A comprehensive stability assessment enables development of appropriate purification, storage, and application protocols.

How can researchers distinguish between transcriptional and post-transcriptional regulation of sfa expression?

Distinguishing between different levels of sfa regulation requires multiple methodological approaches:

  • Transcriptional regulation analysis:

    • Primer extension studies to identify exact mRNA start points

    • Reporter gene fusions (lacZ, GFP) with sfa promoters

    • Quantitative RT-PCR to measure transcript levels

    • Chromatin immunoprecipitation (ChIP) to identify regulator binding sites

  • Post-transcriptional regulation assessment:

    • Northern blot analysis to detect mRNA stability and processing

    • Polysome profiling to evaluate translation efficiency

    • RNA binding protein identification through RNA immunoprecipitation

    • Pulse-chase experiments to measure protein turnover

  • Genetic approaches:

    • Construction of mutations in regulatory genes (sfaB, sfaC)

    • Analysis of H-NS (drdX/osmZ) interactions through genetic backgrounds

    • Site-directed mutagenesis of putative regulatory binding sites

Integrating these approaches allows researchers to build comprehensive models of sfa regulation, distinguishing between effects at the DNA, RNA, and protein levels.

What challenges exist in purifying biologically active recombinant sfa proteins and how can they be addressed?

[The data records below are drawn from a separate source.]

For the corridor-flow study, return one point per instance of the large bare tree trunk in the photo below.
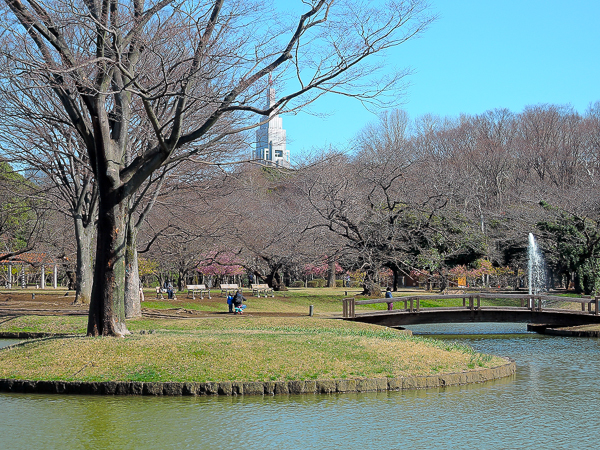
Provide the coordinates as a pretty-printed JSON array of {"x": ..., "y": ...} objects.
[
  {"x": 107, "y": 307},
  {"x": 84, "y": 272},
  {"x": 331, "y": 273},
  {"x": 132, "y": 275}
]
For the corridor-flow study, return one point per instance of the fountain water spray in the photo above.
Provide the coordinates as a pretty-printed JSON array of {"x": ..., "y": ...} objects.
[{"x": 537, "y": 274}]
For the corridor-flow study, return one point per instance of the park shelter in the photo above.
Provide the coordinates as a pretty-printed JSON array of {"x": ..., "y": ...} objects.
[{"x": 41, "y": 261}]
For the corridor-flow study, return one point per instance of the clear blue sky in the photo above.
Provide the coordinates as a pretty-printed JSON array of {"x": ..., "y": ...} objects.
[{"x": 479, "y": 55}]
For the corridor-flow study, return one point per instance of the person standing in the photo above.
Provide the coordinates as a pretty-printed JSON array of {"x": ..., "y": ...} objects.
[
  {"x": 238, "y": 302},
  {"x": 388, "y": 294}
]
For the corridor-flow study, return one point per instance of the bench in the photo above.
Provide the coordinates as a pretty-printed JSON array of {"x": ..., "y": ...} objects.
[
  {"x": 193, "y": 288},
  {"x": 257, "y": 289},
  {"x": 228, "y": 288}
]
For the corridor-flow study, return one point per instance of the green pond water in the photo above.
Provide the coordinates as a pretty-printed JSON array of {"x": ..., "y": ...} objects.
[{"x": 550, "y": 403}]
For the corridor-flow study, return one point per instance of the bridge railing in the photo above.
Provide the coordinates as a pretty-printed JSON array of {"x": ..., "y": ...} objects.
[{"x": 412, "y": 304}]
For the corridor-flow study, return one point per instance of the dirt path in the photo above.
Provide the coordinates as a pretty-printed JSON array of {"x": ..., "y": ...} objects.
[{"x": 35, "y": 302}]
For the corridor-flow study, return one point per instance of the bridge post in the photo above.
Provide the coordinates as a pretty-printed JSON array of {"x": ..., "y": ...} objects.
[{"x": 348, "y": 308}]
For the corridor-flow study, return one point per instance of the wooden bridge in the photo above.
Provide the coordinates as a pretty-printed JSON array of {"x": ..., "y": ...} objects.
[{"x": 538, "y": 309}]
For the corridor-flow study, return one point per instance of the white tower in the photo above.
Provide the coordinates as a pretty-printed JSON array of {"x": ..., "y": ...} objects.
[{"x": 270, "y": 137}]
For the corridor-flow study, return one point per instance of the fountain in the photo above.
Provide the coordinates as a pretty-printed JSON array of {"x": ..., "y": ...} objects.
[{"x": 537, "y": 274}]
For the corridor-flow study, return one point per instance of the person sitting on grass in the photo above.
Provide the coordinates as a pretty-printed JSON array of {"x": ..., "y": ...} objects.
[
  {"x": 238, "y": 304},
  {"x": 230, "y": 302}
]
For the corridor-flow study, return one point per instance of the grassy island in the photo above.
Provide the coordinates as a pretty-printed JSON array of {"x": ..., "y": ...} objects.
[{"x": 230, "y": 348}]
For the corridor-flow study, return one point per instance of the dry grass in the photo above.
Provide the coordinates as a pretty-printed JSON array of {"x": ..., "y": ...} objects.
[
  {"x": 44, "y": 324},
  {"x": 251, "y": 349}
]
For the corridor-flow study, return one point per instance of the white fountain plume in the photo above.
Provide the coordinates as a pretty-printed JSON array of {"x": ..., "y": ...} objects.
[{"x": 537, "y": 274}]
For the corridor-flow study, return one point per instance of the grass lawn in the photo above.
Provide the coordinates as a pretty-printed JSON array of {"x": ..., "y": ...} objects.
[
  {"x": 261, "y": 345},
  {"x": 239, "y": 348}
]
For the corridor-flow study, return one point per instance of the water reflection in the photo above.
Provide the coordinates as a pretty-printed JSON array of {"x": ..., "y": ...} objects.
[{"x": 546, "y": 404}]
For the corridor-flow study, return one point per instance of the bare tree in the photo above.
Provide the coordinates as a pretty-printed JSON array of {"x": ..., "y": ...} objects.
[{"x": 180, "y": 69}]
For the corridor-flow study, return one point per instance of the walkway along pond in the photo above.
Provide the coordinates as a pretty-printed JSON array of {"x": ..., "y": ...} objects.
[{"x": 532, "y": 310}]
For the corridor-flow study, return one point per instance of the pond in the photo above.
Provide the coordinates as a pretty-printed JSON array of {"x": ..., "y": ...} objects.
[{"x": 549, "y": 403}]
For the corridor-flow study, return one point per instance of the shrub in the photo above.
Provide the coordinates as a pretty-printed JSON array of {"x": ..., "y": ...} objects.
[{"x": 321, "y": 282}]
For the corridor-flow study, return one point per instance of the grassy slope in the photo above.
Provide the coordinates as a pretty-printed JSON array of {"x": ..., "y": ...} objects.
[{"x": 239, "y": 348}]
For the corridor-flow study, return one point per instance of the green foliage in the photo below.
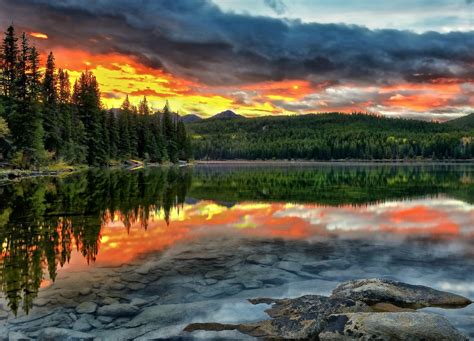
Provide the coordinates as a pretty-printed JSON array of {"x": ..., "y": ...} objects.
[
  {"x": 49, "y": 124},
  {"x": 4, "y": 130},
  {"x": 465, "y": 122},
  {"x": 43, "y": 220},
  {"x": 328, "y": 136}
]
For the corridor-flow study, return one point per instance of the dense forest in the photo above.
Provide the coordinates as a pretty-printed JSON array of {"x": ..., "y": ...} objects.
[
  {"x": 43, "y": 120},
  {"x": 329, "y": 136}
]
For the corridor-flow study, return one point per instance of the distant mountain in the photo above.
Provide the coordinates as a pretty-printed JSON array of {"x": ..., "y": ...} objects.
[
  {"x": 190, "y": 118},
  {"x": 226, "y": 114},
  {"x": 464, "y": 122}
]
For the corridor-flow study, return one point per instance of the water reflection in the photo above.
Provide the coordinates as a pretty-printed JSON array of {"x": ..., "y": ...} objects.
[
  {"x": 119, "y": 214},
  {"x": 43, "y": 220}
]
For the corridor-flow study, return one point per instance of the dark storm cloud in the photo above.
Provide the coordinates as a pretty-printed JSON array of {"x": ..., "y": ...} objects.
[
  {"x": 195, "y": 39},
  {"x": 278, "y": 6}
]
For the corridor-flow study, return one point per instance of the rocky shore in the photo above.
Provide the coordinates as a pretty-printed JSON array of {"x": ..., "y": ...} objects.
[
  {"x": 180, "y": 292},
  {"x": 368, "y": 309}
]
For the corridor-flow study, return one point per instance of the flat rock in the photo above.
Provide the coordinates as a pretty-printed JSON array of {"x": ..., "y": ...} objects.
[
  {"x": 289, "y": 266},
  {"x": 299, "y": 318},
  {"x": 389, "y": 326},
  {"x": 138, "y": 301},
  {"x": 86, "y": 308},
  {"x": 118, "y": 310},
  {"x": 53, "y": 333},
  {"x": 372, "y": 291},
  {"x": 82, "y": 324},
  {"x": 265, "y": 259},
  {"x": 17, "y": 336}
]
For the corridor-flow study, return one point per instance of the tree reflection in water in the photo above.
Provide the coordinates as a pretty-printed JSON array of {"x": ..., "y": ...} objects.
[{"x": 43, "y": 220}]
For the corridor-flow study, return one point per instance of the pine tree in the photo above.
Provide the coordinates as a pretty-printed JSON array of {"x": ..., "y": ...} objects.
[
  {"x": 124, "y": 149},
  {"x": 143, "y": 108},
  {"x": 51, "y": 119},
  {"x": 114, "y": 136},
  {"x": 183, "y": 141},
  {"x": 86, "y": 98},
  {"x": 33, "y": 153},
  {"x": 169, "y": 134},
  {"x": 9, "y": 63},
  {"x": 8, "y": 80}
]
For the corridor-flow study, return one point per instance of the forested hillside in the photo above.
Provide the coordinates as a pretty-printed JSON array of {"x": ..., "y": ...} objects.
[
  {"x": 43, "y": 120},
  {"x": 329, "y": 136}
]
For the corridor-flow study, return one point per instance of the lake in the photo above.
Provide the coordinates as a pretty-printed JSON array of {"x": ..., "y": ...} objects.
[{"x": 192, "y": 244}]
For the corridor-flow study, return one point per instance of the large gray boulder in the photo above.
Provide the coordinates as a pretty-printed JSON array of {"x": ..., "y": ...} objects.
[
  {"x": 118, "y": 310},
  {"x": 389, "y": 326},
  {"x": 372, "y": 291},
  {"x": 299, "y": 318},
  {"x": 63, "y": 335}
]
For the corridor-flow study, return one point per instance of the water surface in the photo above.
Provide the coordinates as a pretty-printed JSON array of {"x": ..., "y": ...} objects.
[{"x": 191, "y": 244}]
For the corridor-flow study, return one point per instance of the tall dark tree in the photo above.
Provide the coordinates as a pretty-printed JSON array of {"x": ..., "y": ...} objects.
[
  {"x": 169, "y": 133},
  {"x": 143, "y": 107},
  {"x": 9, "y": 62},
  {"x": 124, "y": 148},
  {"x": 88, "y": 105},
  {"x": 51, "y": 118}
]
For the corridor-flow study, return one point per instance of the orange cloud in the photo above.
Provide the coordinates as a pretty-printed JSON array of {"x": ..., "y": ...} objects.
[{"x": 39, "y": 35}]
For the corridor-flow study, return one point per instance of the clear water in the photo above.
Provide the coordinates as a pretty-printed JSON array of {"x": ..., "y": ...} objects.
[{"x": 191, "y": 244}]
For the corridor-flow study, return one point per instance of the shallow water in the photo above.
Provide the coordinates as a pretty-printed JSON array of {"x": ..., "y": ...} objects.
[{"x": 192, "y": 244}]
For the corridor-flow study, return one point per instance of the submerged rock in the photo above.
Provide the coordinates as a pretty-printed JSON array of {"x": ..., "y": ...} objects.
[
  {"x": 365, "y": 309},
  {"x": 86, "y": 308},
  {"x": 372, "y": 291},
  {"x": 299, "y": 318},
  {"x": 53, "y": 333},
  {"x": 118, "y": 310},
  {"x": 265, "y": 259},
  {"x": 389, "y": 326}
]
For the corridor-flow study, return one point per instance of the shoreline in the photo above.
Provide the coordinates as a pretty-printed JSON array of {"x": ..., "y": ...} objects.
[{"x": 337, "y": 162}]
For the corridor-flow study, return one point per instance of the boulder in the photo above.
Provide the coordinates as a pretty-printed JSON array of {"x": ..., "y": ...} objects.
[
  {"x": 298, "y": 318},
  {"x": 263, "y": 259},
  {"x": 118, "y": 310},
  {"x": 372, "y": 291},
  {"x": 389, "y": 326},
  {"x": 86, "y": 308},
  {"x": 63, "y": 334}
]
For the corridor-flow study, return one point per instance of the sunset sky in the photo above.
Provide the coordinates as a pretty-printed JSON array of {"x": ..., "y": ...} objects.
[{"x": 264, "y": 57}]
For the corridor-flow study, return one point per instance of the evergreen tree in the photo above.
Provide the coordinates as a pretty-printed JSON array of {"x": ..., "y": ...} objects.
[
  {"x": 51, "y": 119},
  {"x": 114, "y": 135},
  {"x": 169, "y": 134},
  {"x": 143, "y": 108},
  {"x": 124, "y": 149},
  {"x": 183, "y": 141},
  {"x": 9, "y": 63},
  {"x": 86, "y": 98},
  {"x": 33, "y": 153}
]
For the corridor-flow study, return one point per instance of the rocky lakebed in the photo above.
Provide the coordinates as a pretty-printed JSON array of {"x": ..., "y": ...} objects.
[{"x": 246, "y": 288}]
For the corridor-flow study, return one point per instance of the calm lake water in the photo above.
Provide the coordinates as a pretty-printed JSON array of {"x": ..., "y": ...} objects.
[{"x": 191, "y": 244}]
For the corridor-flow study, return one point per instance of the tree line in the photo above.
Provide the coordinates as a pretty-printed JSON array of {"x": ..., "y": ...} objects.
[
  {"x": 329, "y": 136},
  {"x": 43, "y": 119}
]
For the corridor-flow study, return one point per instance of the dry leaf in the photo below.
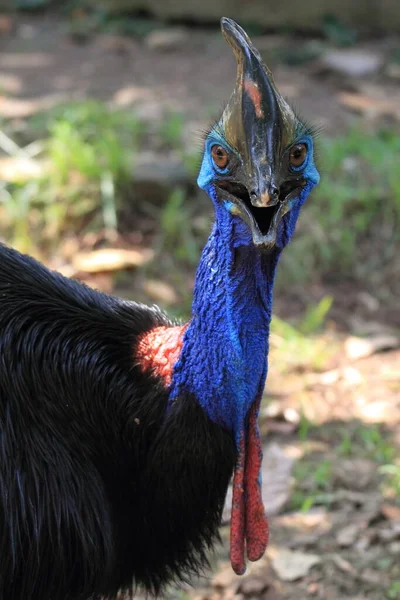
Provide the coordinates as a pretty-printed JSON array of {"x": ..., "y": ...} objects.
[
  {"x": 365, "y": 104},
  {"x": 110, "y": 259},
  {"x": 390, "y": 512},
  {"x": 356, "y": 347},
  {"x": 348, "y": 535}
]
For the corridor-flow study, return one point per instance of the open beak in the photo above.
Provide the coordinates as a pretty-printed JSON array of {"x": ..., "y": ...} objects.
[{"x": 258, "y": 122}]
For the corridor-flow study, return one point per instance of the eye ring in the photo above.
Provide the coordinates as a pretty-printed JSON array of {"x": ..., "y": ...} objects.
[
  {"x": 220, "y": 156},
  {"x": 298, "y": 155}
]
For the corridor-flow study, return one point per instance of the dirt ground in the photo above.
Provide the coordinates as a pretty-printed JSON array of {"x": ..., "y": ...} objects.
[{"x": 347, "y": 544}]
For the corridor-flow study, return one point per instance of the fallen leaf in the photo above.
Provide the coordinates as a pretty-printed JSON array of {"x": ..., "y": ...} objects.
[
  {"x": 159, "y": 290},
  {"x": 343, "y": 564},
  {"x": 356, "y": 348},
  {"x": 348, "y": 535},
  {"x": 110, "y": 259},
  {"x": 355, "y": 473},
  {"x": 225, "y": 578},
  {"x": 390, "y": 512},
  {"x": 289, "y": 565},
  {"x": 365, "y": 104}
]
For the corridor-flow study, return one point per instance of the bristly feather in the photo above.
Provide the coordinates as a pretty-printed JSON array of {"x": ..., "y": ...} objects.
[{"x": 98, "y": 488}]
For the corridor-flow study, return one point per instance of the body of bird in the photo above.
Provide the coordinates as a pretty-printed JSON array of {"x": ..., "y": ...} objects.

Purification of functional recombinant sfa proteins presents several technical challenges:

ChallengeSolution ApproachesEffectiveness Metrics
Inclusion body formationLower induction temperature (25°C vs. 37°C) Soluble fraction percentage
Co-expression with chaperonesFunctional activity recovery
Fusion tags that enhance solubilityPurification yield
Maintaining native structureOptimized buffer conditionsCD spectroscopy comparison to native protein
Preserving disulfide bondsFunctional assays
Purification strategy selectionHeparin-sepharose chromatography Purity percentage
Fast protein liquid chromatography (FPLC) Specific activity
Affinity tags with precise cleavageHomogeneity assessment
Processing differencesExpression of protein domains separatelyComparison with native processing
Enzymatic processing post-purificationMolecular weight verification

A successful purification strategy for recombinant sfa proteins should achieve:

  • High purity (>75% homogeneity)

  • Retention of biological activity

  • Sufficient yield for downstream applications

  • Reproducibility across batches

Researchers should conduct activity assays at each purification stage to monitor retention of biological function throughout the process.

How do genetic modifications of host strains impact recombinant sfa protein expression and function?

Host strain engineering can significantly impact recombinant protein production:

  • Metabolic engineering approaches:

    • Knockout of flhC (flagellar master regulator) combined with ptsG (glucose transporter) mutation increases ATP and NADPH availability, enhancing recombinant protein expression

    • Carbon flux redirection through central metabolic pathways can overcome energy limitations during high-level expression

  • Regulatory network modifications:

    • Host strains lacking H-NS (drdX-) show activator-independent expression of sfa genes, potentially simplifying regulation of recombinant expression

    • Global regulator modifications can reduce metabolic burden and stress responses

  • Specialized host adaptations:

    • Enhanced disulfide bond formation strains (e.g., SHuffle, Origami)

    • Rare codon supplementation through plasmids or genome modification

    • Reduced protease activity strains to minimize degradation

  • Expression system optimization:

    • Fine-tuning of promoter strength to balance expression and metabolic burden

    • Inducible systems with minimal basal expression for toxic proteins

    • Temperature-sensitive systems for controlled expression

The optimal host strain selection depends on the specific characteristics of the sfa protein being expressed and should be evaluated systematically alongside expression conditions and purification strategies.